Confusion over speedfusion and traffic control algrithums

KieranC · May 14, 2020, 11:12am

Hi

We are having issues with internet reliability but that aside for now, i am confused by the relationship between speedfusion and algrithums that allow different types of traffic control and smoothing.

Do these all work hand in hand is really my question as they sound like they conflict.

Speedfusion allows us to combined our wans for faster speed but traffic control algrithums can be set for example to use the lowest latency connection, so do these two things work together if the wans are bonded by the speedfusion technology.

And the same question for smoothing, smoothing i assume utilises the different lans to reduce packet loss, but if the traffic control is set to lowest latency how do they work together, or are these things not able to work together?

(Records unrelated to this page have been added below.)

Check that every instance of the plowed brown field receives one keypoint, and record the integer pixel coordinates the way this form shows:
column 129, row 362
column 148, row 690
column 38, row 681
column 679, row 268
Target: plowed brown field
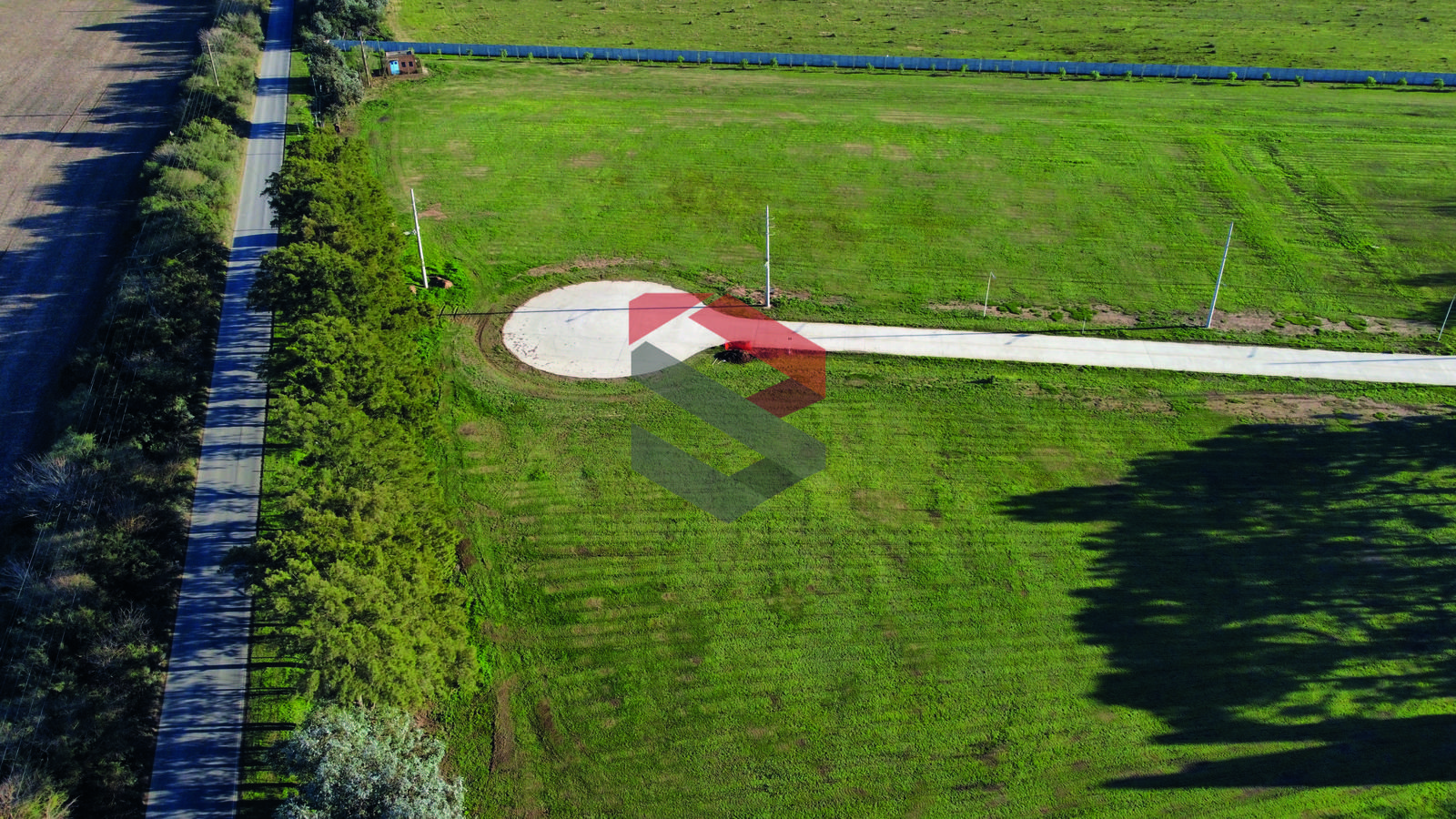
column 86, row 94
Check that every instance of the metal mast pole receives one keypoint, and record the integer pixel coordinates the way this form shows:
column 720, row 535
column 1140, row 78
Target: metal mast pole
column 768, row 278
column 1218, row 285
column 213, row 62
column 420, row 242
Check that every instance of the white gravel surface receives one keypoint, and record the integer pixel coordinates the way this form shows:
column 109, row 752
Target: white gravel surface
column 582, row 331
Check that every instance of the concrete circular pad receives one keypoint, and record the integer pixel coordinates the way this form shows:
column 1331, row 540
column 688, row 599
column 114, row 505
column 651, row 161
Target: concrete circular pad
column 582, row 329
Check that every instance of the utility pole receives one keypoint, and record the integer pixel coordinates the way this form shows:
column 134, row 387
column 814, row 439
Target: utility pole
column 420, row 242
column 364, row 57
column 1218, row 285
column 768, row 278
column 211, row 62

I hope this makes some sense to someone.

Thank you

MartinLangmaid · May 14, 2020, 2:36pm

Speedfusion does get confusing at times.

There is a diagram somewhere that shows the relationship its a pyramid with PepVPN at the bottom as the foundation, the speedfusion hot failover, then speedfusion bonding and then on top of bonding would be traffic management approaches.

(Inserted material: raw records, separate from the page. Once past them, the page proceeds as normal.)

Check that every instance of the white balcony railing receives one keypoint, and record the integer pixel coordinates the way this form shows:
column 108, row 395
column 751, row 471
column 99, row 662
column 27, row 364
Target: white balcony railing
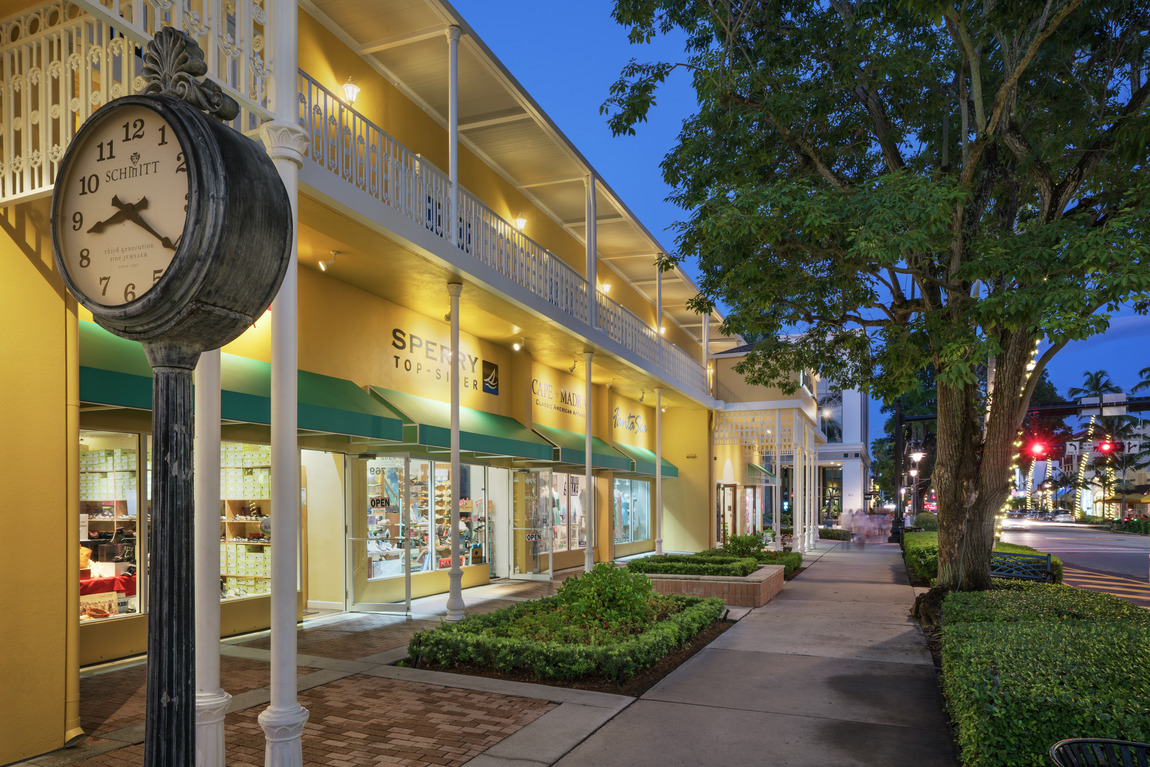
column 59, row 63
column 346, row 144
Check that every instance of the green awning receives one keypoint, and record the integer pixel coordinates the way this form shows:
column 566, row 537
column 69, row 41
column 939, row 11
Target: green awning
column 429, row 424
column 115, row 372
column 570, row 447
column 754, row 468
column 645, row 460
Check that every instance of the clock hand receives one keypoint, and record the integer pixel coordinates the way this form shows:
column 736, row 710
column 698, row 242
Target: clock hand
column 114, row 219
column 131, row 212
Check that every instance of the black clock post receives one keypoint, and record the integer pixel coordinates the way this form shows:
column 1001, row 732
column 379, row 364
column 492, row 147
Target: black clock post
column 190, row 291
column 169, row 726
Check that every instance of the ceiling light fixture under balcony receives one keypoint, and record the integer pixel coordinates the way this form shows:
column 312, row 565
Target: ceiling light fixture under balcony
column 351, row 91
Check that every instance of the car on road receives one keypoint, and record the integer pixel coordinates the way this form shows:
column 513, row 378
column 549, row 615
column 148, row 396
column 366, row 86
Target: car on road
column 1016, row 521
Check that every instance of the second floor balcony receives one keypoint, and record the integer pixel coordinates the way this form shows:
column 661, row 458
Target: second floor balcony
column 61, row 61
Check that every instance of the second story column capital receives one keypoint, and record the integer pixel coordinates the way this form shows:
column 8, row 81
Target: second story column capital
column 285, row 142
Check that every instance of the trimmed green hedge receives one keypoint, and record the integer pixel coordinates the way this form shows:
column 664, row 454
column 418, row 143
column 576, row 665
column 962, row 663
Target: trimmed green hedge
column 472, row 641
column 694, row 565
column 1029, row 600
column 920, row 550
column 790, row 560
column 1026, row 665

if you want a secure point to point easy to configure VPN that can cope in a dynamic multi-wan environment but only ever uses a single WAN (recreating the tunnel when a WAN link fails) you need PepVPN.
If you want network traffic to be able to move at a packet level between physical WANs you need SpeedFusion Hot failover (single active WAN at any one time)
If you want to use multiple WANs at the same time for network traffic you need bonding
if you are bonding you can then pick the traffic distribution approach:

Bonding - Aggregate multiple wan-to-wan links as one higher throughput tunnel. (default)
Lowest Latency - Measure the round-trip time of each wan-to-wan link every 2 seconds and select the best one to get lowest latency.
Weighted Round Robin - Send traffic to different wan-to-wan links by a ratio calculated from the user defined WAN upload / download bandwidth.
Overflow - Use the wan-to-wan link with highest overflow precedence for sending traffic. Overflow to link with lower precedence when the current one is congested, or approaching WAN upload / download bandwidth defined by user.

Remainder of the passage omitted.